# Ditchin' work for the Ditch



## chest2head&glassy (Jul 2, 2002)

Had some time off and it coincided with a beautiful 70 degree day. Fished the HD.

Fishing report in 4 words:
Beautiful
Day
Slow
Bite


Managed 3 at 16-19" on a gulp. Lost another one on a live minnow (of course it felt like a citation). Lots of boats out and most folks were s-l-o-w trolling. Saw some pick up here and there but overall it looked pretty slow on the late morning incoming. Most productive boat I watched were tossing sinking twitchbaits in the shallows.









The Launch









18"









Fat 19"


----------



## map120277 (Jul 17, 2008)

Thanks for the report, at least you got some pullage! :beer:


----------



## RuddeDogg (Mar 20, 2004)

Nice fish. Congrats on the catch.


----------



## wannabeangler (Feb 7, 2009)

At least you had better luck then me and my bro did. Good job! I paddled to all spots except for the cove.
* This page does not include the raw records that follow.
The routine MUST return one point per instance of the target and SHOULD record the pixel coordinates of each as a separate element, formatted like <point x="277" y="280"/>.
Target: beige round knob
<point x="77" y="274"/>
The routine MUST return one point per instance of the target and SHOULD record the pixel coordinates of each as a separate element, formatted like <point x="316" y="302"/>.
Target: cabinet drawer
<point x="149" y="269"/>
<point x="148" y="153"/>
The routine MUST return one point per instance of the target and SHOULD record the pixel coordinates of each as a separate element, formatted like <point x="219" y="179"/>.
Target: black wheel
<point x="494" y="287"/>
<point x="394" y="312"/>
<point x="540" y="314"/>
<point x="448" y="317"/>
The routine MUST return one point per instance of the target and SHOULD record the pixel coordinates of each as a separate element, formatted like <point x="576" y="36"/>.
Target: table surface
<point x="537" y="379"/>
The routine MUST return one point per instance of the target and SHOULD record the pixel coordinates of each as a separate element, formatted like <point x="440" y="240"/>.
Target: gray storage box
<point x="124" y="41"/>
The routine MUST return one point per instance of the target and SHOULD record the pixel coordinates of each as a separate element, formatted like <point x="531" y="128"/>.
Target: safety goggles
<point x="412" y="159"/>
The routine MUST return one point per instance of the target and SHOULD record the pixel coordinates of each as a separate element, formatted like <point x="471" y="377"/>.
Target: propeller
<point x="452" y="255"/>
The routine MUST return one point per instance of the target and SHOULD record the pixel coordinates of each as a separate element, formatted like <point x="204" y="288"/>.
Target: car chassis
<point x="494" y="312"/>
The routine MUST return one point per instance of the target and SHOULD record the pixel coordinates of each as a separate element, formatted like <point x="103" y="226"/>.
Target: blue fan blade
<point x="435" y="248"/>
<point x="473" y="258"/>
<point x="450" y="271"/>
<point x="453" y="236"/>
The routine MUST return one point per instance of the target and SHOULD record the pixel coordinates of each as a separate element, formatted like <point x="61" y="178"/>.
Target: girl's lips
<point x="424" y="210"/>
Next time I'm headed there for protection and production!

ps- what lure did you use?


----------



## chest2head&glassy (Jul 2, 2002)

wannabeangler said:


> At least you had better luck then me and my bro did. Good job! I paddled to all spots except for the cove. Next time I'm headed there for protection and production!
> 
> ps- what lure did you use?


Were you out there Monday? I saw about 3 other yaks in the river.


----------



## Fish'n Phil (Nov 11, 2002)

Great catch!


----------



## wannabeangler (Feb 7, 2009)

chest2head&glassy said:


> Were you out there Monday? I saw about 3 other yaks in the river.


Sorry, but no I wasn't there Monday.......Sunday was my NON-biting day......:fishing:


----------



## jon1325 (May 3, 2011)

Nice catch wut was the choice of bait


----------



## KB Spot Chaser (Nov 19, 2009)

jon1325 said:


> Nice catch wut was the choice of bait


he said gulp looks like swimming mullet


----------



## chest2head&glassy (Jul 2, 2002)

KB Spot Chaser said:


> he said gulp looks like swimming mullet


Yep those nasty smelly swimming mullet on a 3/8 jig. They produce but earlier in fall bass assassins and other non-gulp (read less expensive) curly tail grubs were just as productive.


----------



## AL_N_VB (Apr 3, 2002)

Purty work Albie.


----------